Roche/Genentech Study Shows First-Time Proof That AI Can Detect Severity of DME

Source: Genentech

A new study published in the journal Investigative Ophthalmology & Visual Science suggest that artificial intelligence (AI) could be used to provide widespread, cost-effective eye screenings via telemedicine to assist ophthalmologists in improving vision outcomes for millions of people with diabetes who may not be getting regular eye exams, according to a statement from Genentech.

This is the first manuscript published as part of Roche/Genentech’s “Ophthalmology Personalized Healthcare” initiative that aims to combine meaningful large-scale data and AI technology to predict and prevent ocular conditions and preserve vision.

The study, led by Roche and Genentech scientists, demonstrated for the very first time, AI, specifically deep learning technology, can detect swelling in the macula and the severity of the swelling in individuals with diabetes, according to Genentech.

According to the American Academy of Ophthalmology, having a dilated eye exam yearly or as recommended by an ophthalmologist can prevent 95 percent of diabetes-related vision loss. However, all too often people with diabetes don’t get eye exams or vision screenings. And by virtue of the technology used, the severity of DME may not be reported. As a result, many people with DME may be under-diagnosed or treated late and are at risk for irreversible vision loss or blindness. 
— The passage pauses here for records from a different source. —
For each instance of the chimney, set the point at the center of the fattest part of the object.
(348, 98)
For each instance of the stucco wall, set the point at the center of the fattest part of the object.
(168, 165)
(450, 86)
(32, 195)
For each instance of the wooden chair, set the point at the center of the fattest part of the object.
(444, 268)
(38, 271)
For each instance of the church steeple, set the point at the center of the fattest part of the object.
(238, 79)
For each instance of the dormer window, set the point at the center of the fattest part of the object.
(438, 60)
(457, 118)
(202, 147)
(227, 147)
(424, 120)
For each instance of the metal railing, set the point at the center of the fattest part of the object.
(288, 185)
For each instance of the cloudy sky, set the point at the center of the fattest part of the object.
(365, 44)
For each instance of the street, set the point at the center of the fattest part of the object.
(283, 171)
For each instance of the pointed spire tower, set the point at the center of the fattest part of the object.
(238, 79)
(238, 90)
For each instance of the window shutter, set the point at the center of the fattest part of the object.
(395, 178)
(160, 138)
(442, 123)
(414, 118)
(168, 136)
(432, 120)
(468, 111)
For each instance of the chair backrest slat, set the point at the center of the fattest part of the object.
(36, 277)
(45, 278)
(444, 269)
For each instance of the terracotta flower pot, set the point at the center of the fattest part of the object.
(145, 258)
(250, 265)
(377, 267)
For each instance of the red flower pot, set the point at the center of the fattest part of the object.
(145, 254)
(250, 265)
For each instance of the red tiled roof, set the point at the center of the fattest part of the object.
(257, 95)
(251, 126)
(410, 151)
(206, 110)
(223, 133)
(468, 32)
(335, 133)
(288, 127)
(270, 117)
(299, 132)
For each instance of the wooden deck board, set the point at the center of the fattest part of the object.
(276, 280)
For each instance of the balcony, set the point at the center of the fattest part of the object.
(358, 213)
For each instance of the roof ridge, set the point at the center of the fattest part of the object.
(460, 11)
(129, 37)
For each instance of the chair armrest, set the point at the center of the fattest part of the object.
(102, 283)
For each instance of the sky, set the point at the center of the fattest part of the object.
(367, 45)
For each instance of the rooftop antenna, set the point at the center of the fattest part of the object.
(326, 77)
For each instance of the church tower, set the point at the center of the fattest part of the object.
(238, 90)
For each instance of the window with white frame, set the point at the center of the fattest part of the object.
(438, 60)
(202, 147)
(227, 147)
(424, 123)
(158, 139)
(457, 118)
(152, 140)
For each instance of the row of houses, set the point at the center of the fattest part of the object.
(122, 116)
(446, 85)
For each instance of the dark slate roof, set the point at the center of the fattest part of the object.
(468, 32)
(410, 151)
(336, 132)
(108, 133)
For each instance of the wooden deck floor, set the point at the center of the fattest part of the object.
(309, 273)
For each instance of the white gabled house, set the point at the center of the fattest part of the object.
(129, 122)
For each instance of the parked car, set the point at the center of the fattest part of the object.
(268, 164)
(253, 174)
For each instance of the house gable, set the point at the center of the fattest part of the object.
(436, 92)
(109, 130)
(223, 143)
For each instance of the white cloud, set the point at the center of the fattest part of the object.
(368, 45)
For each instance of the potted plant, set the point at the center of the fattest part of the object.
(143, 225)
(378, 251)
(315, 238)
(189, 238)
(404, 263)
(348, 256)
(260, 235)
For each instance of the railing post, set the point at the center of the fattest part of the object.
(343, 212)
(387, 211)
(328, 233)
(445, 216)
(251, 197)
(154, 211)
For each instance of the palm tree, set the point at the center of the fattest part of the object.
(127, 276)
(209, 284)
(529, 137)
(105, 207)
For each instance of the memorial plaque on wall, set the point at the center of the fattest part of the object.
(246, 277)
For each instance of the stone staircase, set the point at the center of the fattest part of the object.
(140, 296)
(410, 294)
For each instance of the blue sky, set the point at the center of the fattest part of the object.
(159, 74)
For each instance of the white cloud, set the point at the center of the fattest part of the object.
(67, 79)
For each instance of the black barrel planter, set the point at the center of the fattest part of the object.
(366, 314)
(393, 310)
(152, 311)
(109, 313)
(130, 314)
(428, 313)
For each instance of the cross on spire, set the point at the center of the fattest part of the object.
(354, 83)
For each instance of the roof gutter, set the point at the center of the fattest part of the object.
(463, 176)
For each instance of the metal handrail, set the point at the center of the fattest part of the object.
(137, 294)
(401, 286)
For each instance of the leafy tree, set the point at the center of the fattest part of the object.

Currently, the best way to diagnose DME is through the use of optical coherence tomography (OCT), which takes 3-dimensional, cross-sectional images of the macula. However, due to its cost and technical requirements, it is often not used in screening programs or telemedicine – which currently utilize two-dimensional color photos called color fundus photos (CFPs). The 2-dimensional nature of a CFP images can make detecting the severity of DME difficult. In order to address this limitation, the Roche/Genentech research assessed how deep learning can automatically view CFPs to accurately detect DME and determine its severity.

In the Roche/Genentech study, scientists used nearly 18,000 CFPs and their associated OCT images captured during Genentech’s past phase 3 DME studies to develop and assess the performance of deep learning algorithms. Results of the study showed that the best deep learning algorithm was up to 97 percent accurate in detecting DME severity using CFP images alone. Such results underscore the promising potential of AI in increasing screening capacity via telemedicine with appropriate triage to assist ophthalmologists in improving vision outcomes for a large population of patients who may not be getting comprehensive eye exams.   

The study adds to the growing literature about the use of AI in ophthalmology. It also sheds light on how Roche/Genentech can utilize its vast clinical trial database to develop AI algorithms to predict the presence of disease, risk of disease progression, and response to treatment; all of which could be supplied to ophthalmologists to deliver higher quality personalized healthcare.